Fisher exact tests assessed differences in accuracy between trials. Boldface indicates significance (P < .05).

There were significant differences in coding accuracy across trials when using Google Gemini 2.5 Flash (P = .010), Deepseek V3 (P = .003), and Perplexity (P = .048). A global comparison of all 5 models using χ² testing demonstrated a statistically significant difference in overall accuracy for simple procedures (P < .001).

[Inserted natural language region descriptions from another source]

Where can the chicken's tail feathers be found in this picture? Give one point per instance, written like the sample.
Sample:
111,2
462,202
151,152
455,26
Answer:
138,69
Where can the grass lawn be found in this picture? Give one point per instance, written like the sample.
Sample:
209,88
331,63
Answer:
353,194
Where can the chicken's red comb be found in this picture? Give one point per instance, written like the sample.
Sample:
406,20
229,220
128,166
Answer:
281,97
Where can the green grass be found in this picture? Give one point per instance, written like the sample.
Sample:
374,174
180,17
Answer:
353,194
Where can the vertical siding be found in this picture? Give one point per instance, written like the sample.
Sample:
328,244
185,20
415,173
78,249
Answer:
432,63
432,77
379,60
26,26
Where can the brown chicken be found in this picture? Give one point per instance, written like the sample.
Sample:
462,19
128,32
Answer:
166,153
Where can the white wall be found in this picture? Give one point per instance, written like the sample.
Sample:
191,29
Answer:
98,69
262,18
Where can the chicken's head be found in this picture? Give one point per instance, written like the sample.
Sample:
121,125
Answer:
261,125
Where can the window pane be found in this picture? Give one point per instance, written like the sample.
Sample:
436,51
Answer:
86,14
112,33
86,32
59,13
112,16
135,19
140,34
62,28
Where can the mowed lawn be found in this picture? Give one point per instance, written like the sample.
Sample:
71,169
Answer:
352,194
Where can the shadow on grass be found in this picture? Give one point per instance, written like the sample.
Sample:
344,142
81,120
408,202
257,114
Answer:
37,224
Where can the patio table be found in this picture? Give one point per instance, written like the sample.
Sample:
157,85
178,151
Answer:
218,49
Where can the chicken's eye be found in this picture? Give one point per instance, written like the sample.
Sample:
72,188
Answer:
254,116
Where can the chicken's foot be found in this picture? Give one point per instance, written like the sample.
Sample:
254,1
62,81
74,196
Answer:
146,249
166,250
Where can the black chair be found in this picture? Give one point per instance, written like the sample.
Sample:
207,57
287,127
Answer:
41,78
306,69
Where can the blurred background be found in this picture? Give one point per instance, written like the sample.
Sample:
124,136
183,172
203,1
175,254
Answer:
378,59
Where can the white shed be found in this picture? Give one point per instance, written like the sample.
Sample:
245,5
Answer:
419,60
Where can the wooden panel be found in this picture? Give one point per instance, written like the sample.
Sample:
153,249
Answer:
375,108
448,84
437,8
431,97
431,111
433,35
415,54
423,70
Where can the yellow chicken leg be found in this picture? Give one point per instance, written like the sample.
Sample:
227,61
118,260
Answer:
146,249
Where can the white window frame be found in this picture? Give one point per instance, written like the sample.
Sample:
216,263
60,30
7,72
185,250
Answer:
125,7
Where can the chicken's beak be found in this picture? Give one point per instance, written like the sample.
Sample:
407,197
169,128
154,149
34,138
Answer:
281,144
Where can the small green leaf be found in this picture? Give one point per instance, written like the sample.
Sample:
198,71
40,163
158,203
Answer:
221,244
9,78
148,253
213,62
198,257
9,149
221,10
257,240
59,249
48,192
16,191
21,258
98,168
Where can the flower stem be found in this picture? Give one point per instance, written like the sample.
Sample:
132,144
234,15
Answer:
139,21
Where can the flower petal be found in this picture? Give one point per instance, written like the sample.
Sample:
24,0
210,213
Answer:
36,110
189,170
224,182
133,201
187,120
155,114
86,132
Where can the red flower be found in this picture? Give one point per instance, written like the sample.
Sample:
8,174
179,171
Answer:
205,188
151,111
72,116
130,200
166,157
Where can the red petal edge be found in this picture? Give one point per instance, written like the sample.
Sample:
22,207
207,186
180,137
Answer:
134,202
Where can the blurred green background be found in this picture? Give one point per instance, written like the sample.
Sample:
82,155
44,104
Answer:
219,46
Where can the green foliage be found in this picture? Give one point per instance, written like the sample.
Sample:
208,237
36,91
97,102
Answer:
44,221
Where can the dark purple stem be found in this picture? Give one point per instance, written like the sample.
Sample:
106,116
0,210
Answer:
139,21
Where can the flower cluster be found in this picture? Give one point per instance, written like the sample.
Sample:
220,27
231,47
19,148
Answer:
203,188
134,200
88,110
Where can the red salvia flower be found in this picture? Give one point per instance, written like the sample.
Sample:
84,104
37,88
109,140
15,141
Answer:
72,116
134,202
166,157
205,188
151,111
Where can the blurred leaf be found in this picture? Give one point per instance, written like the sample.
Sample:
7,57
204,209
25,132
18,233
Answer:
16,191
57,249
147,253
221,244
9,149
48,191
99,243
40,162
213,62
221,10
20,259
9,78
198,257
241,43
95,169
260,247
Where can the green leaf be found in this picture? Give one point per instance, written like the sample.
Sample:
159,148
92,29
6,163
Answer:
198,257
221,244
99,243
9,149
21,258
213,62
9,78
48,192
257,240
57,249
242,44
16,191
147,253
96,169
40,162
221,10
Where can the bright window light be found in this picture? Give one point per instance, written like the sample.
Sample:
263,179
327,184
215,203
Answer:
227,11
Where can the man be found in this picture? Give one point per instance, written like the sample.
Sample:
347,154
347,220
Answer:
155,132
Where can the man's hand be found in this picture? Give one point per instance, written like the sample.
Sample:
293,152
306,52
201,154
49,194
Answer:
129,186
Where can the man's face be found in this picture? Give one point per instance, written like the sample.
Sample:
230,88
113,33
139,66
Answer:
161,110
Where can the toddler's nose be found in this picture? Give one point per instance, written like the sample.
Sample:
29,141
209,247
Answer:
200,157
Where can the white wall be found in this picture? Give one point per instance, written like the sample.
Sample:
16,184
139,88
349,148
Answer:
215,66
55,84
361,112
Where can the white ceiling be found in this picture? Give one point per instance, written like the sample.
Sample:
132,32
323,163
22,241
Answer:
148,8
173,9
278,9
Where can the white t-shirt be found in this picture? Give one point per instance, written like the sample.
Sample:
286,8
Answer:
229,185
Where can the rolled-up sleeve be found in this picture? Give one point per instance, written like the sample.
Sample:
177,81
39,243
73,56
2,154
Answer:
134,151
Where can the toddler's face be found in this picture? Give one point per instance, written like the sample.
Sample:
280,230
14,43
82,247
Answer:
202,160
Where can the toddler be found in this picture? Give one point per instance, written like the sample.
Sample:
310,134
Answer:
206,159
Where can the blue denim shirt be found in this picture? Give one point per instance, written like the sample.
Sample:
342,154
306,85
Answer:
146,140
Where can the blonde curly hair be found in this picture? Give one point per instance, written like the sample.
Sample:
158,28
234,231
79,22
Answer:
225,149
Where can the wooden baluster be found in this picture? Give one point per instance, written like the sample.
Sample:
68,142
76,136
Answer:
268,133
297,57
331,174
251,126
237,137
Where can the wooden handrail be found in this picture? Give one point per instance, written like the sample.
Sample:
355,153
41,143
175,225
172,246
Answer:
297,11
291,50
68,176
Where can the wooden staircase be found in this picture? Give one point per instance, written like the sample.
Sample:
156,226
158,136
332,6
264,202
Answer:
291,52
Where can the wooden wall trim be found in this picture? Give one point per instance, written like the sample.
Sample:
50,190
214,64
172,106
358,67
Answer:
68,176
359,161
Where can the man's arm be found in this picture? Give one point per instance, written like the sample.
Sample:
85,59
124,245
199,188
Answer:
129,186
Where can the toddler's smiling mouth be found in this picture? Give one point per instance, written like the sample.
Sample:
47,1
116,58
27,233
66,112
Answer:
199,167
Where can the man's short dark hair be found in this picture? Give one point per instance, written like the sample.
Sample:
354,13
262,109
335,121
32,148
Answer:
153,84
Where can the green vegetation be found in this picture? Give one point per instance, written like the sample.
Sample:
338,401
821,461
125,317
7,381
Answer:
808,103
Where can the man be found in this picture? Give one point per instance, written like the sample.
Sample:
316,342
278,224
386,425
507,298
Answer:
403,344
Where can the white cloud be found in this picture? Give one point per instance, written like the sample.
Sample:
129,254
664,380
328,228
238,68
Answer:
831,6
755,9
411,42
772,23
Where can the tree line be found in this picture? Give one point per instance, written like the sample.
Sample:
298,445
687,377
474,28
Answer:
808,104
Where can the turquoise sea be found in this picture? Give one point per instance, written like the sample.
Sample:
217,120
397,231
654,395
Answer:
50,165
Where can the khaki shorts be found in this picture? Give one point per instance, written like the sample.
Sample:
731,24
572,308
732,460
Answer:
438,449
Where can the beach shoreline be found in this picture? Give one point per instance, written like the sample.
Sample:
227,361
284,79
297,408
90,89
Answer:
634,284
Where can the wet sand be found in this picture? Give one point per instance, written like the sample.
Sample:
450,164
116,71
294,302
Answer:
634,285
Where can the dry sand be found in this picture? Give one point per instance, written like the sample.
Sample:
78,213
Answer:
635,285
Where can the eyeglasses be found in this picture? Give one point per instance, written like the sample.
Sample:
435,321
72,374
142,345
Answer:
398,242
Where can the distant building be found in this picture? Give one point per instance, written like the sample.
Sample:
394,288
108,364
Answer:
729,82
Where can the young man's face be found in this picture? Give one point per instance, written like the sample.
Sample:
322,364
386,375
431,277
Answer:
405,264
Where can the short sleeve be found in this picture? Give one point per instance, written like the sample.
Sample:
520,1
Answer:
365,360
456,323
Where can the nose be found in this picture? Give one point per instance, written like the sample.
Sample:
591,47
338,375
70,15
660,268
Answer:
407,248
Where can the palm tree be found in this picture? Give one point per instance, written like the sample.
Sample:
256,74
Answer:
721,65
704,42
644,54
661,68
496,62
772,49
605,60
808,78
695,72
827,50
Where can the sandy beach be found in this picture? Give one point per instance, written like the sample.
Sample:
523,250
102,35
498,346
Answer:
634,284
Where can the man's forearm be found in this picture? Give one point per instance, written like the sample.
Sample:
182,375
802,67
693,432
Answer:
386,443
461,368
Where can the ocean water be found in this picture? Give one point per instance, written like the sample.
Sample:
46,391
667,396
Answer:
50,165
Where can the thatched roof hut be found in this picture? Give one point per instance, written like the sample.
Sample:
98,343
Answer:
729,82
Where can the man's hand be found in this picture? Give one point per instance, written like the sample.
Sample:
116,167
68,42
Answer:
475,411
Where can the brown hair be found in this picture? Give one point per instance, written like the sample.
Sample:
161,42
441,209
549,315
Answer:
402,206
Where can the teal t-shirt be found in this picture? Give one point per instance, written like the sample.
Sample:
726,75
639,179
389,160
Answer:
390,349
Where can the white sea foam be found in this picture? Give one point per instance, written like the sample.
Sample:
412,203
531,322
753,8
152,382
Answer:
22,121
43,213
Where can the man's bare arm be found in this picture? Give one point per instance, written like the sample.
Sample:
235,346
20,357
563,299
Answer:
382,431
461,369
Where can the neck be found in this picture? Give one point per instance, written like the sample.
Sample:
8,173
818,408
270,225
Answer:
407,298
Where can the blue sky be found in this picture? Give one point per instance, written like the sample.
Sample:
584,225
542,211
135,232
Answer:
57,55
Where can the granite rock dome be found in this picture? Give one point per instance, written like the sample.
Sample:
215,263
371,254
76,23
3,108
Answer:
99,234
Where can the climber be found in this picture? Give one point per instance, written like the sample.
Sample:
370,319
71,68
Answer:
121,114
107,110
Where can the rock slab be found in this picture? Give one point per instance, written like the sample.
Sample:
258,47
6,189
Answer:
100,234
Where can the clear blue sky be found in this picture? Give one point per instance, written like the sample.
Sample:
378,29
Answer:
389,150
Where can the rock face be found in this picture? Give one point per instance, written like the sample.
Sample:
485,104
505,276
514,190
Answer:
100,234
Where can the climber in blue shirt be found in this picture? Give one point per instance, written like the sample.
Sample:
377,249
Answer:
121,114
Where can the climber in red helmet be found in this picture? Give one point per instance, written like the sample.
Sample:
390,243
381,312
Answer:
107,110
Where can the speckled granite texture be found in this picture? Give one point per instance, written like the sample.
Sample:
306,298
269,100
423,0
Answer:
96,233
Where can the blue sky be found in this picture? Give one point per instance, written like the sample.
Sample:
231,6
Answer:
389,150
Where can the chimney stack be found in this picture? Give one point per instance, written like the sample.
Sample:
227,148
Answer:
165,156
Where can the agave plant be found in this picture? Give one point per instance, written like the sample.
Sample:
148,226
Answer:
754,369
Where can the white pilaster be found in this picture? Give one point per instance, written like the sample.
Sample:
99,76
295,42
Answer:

Results for pairwise comparisons of simple procedure coding accuracy between models are shown in Table 2. Perplexity performed significantly better than ChatGPT-5 Mini (P < .001), Claude 4.0 Sonnet (P = .001), and Deepseek V3 (P < .001).

Table 2.

P Values for Pairwise Comparisons of Coding Accuracy for Simple Procedures Between LLMs.^a

	ChatGPT-5 Mini	Google Gemini 2.0	Claude 4.0 Sonnet	Deepseek V3
ChatGPT-5 Mini
Google Gemini 2.5 Flash	.001
Claude 4.0 Sonnet	.074	.196
Deepseek V3	.216	<.001	.002
Perplexity	<.001	.060	.001	<.001

Partially incorrect answers were reclassified as incorrect to facilitate analysis. Boldface indicates significance (P < .05).

Discussion

Accurate use of CPT codes is fundamental to ensuring correct billing and reimbursement in orthopaedic surgery. However, the process of thorough documentation and code assignment is often time-consuming and detracts from valuable clinical time spent with patients.¹⁸ In this context, LLMs have emerged as potentially promising tools that may help address administrative burden by offering rapid, automated support for CPT code generation.^19,20 Their ability to process natural language and map clinical documentation to structured outputs positions them as potential accelerators of efficiency in health care coding workflows. This study systematically evaluated the coding performance of 5 publicly available LLMs on single-CPT–coded foot and ankle surgeries. Our findings show that simple procedures can potentially be coded with reasonable fidelity by some models; however, overall reliability remains inconsistent.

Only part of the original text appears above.